[Numpy-discussion] proposal: smaller representation of string arrays

Tue Apr 25 12:57:02 EDT 2017

2017-04-25 12:34 GMT-04:00 Chris Barker <chris.barker at noaa.gov>:
> I am totally euro-centric, but as I understand it, that is the whole point
> of the desire for a compact one-byte-per character encoding. If there is a
> strong need for other 1-byte encodings (shift-JIS, maybe?) then maybe we
> should support that.
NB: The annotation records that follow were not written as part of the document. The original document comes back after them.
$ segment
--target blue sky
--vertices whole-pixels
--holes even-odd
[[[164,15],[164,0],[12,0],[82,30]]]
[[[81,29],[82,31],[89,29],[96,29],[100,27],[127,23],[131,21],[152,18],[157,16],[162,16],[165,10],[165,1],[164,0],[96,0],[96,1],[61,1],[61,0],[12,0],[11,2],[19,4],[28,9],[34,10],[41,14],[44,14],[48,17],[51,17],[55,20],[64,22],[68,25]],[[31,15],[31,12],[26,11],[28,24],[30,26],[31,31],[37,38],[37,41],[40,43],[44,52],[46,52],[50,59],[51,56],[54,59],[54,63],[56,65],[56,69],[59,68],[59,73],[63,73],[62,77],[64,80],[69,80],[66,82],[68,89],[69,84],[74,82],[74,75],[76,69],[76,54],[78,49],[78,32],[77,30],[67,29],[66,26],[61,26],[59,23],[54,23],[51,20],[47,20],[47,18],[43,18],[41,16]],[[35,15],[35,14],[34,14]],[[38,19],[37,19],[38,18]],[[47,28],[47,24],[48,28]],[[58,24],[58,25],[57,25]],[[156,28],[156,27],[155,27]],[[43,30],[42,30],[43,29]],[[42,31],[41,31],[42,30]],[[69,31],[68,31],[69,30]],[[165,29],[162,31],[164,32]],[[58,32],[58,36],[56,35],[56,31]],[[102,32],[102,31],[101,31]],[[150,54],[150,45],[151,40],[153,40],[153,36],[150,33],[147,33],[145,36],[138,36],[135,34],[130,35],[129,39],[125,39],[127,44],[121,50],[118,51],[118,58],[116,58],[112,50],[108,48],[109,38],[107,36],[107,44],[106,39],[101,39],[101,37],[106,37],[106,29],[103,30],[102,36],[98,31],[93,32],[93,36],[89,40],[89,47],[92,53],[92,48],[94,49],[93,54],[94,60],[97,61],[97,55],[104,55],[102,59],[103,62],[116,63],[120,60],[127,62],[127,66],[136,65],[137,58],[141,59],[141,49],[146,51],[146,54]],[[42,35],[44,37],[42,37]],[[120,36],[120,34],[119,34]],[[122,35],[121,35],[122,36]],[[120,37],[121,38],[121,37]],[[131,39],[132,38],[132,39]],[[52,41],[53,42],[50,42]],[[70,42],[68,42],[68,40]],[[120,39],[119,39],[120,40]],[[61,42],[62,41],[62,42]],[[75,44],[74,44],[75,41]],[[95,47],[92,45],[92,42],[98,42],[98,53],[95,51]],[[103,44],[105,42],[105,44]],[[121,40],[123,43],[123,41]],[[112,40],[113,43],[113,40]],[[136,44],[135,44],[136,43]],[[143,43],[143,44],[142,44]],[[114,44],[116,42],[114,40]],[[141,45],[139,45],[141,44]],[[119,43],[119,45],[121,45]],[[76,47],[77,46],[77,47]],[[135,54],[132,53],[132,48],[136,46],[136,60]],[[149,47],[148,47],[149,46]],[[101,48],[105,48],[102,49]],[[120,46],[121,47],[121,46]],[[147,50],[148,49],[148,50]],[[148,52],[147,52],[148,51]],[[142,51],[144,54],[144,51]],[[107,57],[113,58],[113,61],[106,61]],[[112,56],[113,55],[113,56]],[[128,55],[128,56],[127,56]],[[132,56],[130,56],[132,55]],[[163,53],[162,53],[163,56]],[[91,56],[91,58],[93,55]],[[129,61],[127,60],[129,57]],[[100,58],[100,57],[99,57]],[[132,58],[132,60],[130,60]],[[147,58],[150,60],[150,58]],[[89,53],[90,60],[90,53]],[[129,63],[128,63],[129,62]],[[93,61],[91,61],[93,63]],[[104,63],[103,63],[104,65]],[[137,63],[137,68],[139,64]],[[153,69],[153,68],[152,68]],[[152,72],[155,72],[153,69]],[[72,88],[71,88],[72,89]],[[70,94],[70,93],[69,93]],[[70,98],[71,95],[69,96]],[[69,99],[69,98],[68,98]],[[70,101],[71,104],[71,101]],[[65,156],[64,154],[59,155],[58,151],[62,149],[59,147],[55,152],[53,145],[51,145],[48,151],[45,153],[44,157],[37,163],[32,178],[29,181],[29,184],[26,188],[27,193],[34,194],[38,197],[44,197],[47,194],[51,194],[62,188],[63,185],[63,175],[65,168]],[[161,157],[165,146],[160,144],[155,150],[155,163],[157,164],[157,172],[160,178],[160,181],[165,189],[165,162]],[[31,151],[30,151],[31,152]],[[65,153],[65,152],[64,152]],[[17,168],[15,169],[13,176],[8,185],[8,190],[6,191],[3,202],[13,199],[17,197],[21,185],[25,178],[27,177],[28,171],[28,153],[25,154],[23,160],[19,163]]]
But this all started with "mostly ascii". My take on
> that is:

But Shift-JIS is not one-byte; it's two-byte (unless you allow only
half-width characters and nothing else). :-) In fact legacy CJK
encodings are all nominally two-byte (so that the width of a
character's internal representation matches that of its visual
representation).

>  - filenames
>
> File names are one of the key reasons folks struggled with the python3 data
> model (particularly on *nix) and why 'surrogateescape' was added. It's
> pretty common to store filenames in with our data, and thus in numpy arrays
> -- we need to preserve them exactly and display them mostly right. Again,
> euro-centric, but if you are euro-centric, then latin-1 is a good choice for
> this.

This I don't understand. As far as I can tell non-Western-European
filenames are not unusual. If filenames are a reason, even if you're
euro-centric (think Eastern Europe, say) I don't see how latin1 is a
good choice.

Lurker here, and I haven't touched numpy in ages. So I might be
blurting out nonsense.

-- 
Ambrose Li // http://o.gniw.ca / http://gniw.ca
If you saw this on CE-L: You do not need my permission to quote
me, only proper attribution. Always cite your sources, even if
you have to anonymize and/or cite it as "personal communication".